Lutzen Brouwer was one of the few logicians who appreciated the fact that
logicians knew about some stepping stones (theorems) before they have
even reached them first by logical means. In his days the post WWII
concept "tacit knowledge" (formulated by Michael Polanyi) was not yet
known. So he suspected that "intuition" had very much to do with knowing
stepping stones in advance. Also in his days the post WWII concept
"creativity" has been used less than a dozen times in all literature. So
he suspected that "constructivity" had very much to do with creating
intuitive knowledge in advance on stepping stones laying beyond. For many
years Brouwer was a lone voice in the desert.
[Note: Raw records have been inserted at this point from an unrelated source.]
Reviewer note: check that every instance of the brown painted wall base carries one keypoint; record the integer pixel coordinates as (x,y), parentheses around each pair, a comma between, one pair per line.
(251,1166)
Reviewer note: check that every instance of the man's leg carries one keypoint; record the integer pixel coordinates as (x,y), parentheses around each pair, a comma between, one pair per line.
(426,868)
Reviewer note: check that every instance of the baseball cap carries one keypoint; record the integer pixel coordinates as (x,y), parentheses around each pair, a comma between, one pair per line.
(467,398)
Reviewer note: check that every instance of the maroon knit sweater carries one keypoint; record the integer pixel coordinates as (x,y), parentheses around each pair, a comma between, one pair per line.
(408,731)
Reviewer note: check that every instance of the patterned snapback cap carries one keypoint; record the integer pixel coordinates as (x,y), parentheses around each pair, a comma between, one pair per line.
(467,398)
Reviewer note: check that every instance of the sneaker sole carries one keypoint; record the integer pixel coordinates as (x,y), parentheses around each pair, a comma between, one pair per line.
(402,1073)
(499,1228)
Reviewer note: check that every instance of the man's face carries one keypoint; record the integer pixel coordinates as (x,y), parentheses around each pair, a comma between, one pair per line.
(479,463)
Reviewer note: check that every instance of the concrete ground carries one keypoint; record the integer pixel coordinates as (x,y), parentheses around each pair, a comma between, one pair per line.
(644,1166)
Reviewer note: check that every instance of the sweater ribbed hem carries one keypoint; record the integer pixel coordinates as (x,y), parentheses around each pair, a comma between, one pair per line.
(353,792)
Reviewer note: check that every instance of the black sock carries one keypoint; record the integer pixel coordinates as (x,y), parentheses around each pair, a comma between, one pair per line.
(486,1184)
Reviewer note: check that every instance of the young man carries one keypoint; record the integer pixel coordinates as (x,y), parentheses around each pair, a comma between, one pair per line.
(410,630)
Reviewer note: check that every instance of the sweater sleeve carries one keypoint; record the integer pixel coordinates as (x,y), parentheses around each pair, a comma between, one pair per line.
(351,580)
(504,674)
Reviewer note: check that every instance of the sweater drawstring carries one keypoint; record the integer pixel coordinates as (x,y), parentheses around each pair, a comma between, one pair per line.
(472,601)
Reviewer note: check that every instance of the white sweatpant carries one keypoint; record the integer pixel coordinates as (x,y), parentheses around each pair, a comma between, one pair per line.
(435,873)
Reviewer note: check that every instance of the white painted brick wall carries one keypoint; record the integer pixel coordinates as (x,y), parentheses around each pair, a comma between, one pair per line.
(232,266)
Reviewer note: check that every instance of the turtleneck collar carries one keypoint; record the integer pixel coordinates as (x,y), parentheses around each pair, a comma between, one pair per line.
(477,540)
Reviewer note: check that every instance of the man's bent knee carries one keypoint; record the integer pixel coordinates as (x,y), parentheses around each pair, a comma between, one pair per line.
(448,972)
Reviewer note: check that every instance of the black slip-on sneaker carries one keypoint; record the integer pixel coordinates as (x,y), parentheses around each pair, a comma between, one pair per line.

However, eventually one of
his students (Arend Heyting) managed to create a model for this
"intuitionistic, constructivist" logic of Brouwer. It is now called the
Heyting Model of Logic. It provided logicians with the insight that the
Boolean Model and the Heyting Model are complementary duals of each other,
although some would love to demarcate them into dialectical duals.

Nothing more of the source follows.